The thing about myself that causes me the most grief, anxiety and fear is my introversion. Or maybe it’s more. Maybe even worse than my introversion is my constant attempt to hide it. I may even fool you. After all, I’ve spent much of my life pretending to blend in with the effortlessly extroverted masses. (I’d bet some of them are introverts behind closed doors, too.)
And here’s the kicker: I love life. I get excited. I dance. I want to be heard. I have (big) opinions. I want to have a conversation with you.
But the world makes me tired, so glossed and sheened it is in the veneer of superficial glamour and connection.
So many conversations are trite, trivial, meaningless and forced. And they hurt my heart. And I go home and obsess over them. I wonder what I could have said differently, to make a real connection or a better, truer impression.
And now I’m a mom, and like all moms, I must be ON much of the time. I have to force myself into things I’d rather not partake in, wander places I wouldn’t go on my own, talk to people whose kids are arbitrarily playing with mine on the jungle gym as I marvel at the 4 year old’s uncanny ability to make instant friends.

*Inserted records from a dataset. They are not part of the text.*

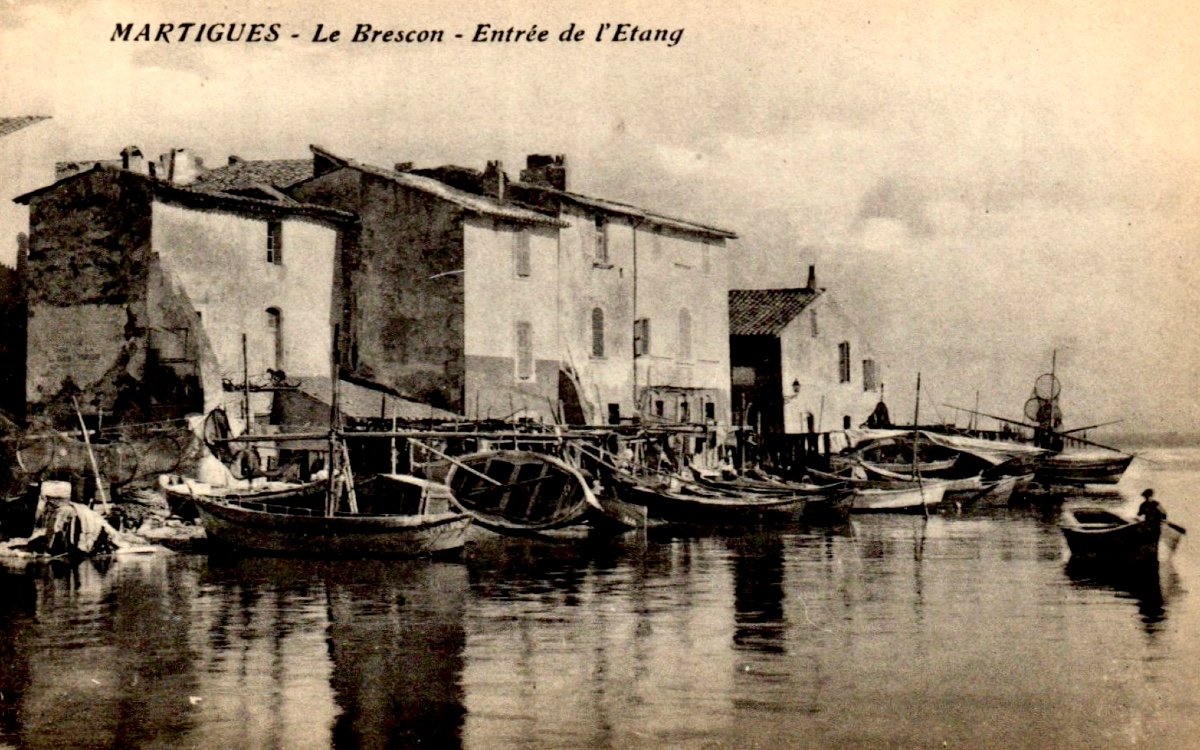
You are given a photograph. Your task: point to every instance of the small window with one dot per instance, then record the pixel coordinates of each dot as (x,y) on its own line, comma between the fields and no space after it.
(521,252)
(275,330)
(525,349)
(869,376)
(597,333)
(641,336)
(600,257)
(684,335)
(275,241)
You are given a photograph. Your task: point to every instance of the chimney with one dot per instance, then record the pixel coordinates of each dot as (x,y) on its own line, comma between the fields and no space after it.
(495,180)
(132,160)
(181,166)
(545,171)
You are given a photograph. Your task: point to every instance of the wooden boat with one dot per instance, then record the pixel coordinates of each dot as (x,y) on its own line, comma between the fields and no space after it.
(748,485)
(520,491)
(1099,534)
(1095,467)
(280,529)
(903,498)
(696,507)
(181,495)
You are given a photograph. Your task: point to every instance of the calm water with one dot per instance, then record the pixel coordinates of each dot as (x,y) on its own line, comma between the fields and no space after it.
(963,631)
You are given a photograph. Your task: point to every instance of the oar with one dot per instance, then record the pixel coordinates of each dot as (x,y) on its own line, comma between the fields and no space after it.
(1116,421)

Recently I forayed off of Facebook. I deleted the app to make it harder for myself to get lost in the newsfeed timesuck while my kids destroyed the house around me and all of my projects collected proverbial dust. And at first, the freedom felt wonderful. (I did indeed write, like, 75 pages of a rough draft in a month, which is ridiculous for distractible me.) But recently I realized how disconnected I actually felt, which spawned a further realization: that I was never REALLY connected at all.
Social media is a great illusion. Knowing everyone’s business at all hours of the day becomes addictive, I think, because it fuels our very basic human need to feel in communion with others. As long as we like a handful of posts or leave a brief comment here and there, we can trick ourselves into feeling we’re in communication with our long list of virtual friends, most of whom we haven’t actually seen (or exchanged phone numbers with) in decades.
Facebook and Instagram are cool. But our reliance on them as connective tools leave much to be desired. They’re like the wine at the end of a bad day; using them brings a high, and maybe a bit of a hangover when we realize we never actually accomplished what we set out to do.
But there ARE things—book clubs, parties, classes, whatever—that actual humans get together to do. Things that, in theory, sound fun. Things that, in actuality, I don’t usually make an effort with. I have two reasons:
- Scheduling anything around small children when you are the responsible parent 85% of the time is HARD.
- Groups overwhelm me.
There, I admitted it. I LOVE being with people one-on-one. And I LOVE EVEN MORE when I get to know a group of high-vibe people who make me feel safe in their presence, and whose collective spirit mine can contribute to. I love concerts where we’re all lost in the music and not lost in a conversation about stuff we don’t care about anyway. I love when I’ve really gotten to know a kindred soul and can just BE with them. I love deep meandering talks about obscure bands, books, the cosmos (and I am usually good at sniffing out the weird souls. Hi! I love you).
I tried to do an MLM business and it seriously wrecked my soul. Going shopping with other humans is my worst nightmare. I get anxiety and headaches in groups of people I don’t know, and my plastered-on smile literally hurts my face. And I might look like a huge brat, either in writing about this or in my daily life when I avoid situations that pull my trigger, but trust me—I’m not. I’m not a brat. I am more compassionate, interested, and invested than I know how to let on.
So, yeah, I watch my kids navigate social situations, and what I see amazes me. The non-judginess. The real concern. The unsolicited advice. The truth telling. When they don’t feel like playing anymore, they back away or move on—no hurt feelings, no explanations. They are organic. They are in communion. The way I must have been, once; the way we all must have been.
And what’s so glorious is that, underneath the artifice and the polished pictures and the salesy get-togethers and the instant gratification of a swipe right or a double tap, we are all still four years old—loving hard, without condition; seeing everyone as a new friend; stopping when we’ve had enough, playing when our spirit is jubilant.
But we have lost our ability to forge meaningful relationships. We simply don’t know how to get there from where we are. As adults, our lives are so full of responsibility and commitments, we scarcely have time to add more relationships to the mix (or so we tell ourselves). We’ve been hurt. We have trust issues. We’re afraid we don’t compare. There are so many variables.
My relationship with my best friend is so dynamic and true and effortless. I am so lucky to have a friendship like that one. It formed when we were twelve. As kids, we were open and receptive and the only two vegetarians in seventh grade. I’d like to think I am still as open, as receptive. (I am definitely still as vegetarian.) But it’s harder. I’m set in my ways. I don’t know how to pretend. I would rather have dental work than small talk. And yet I know the small talk leads to the big talk, so I try. I still try.
My social inspiration is my niece Claire. She is four and the friendliest human in the universe. At soccer practice, she could barely focus on her own team because of another team playing behind us. “Aunt Lindsey!” she yelled, taut with uncontainable glee, “there are so many friends for me to meet!”
And who said we’re the ones teaching the lessons?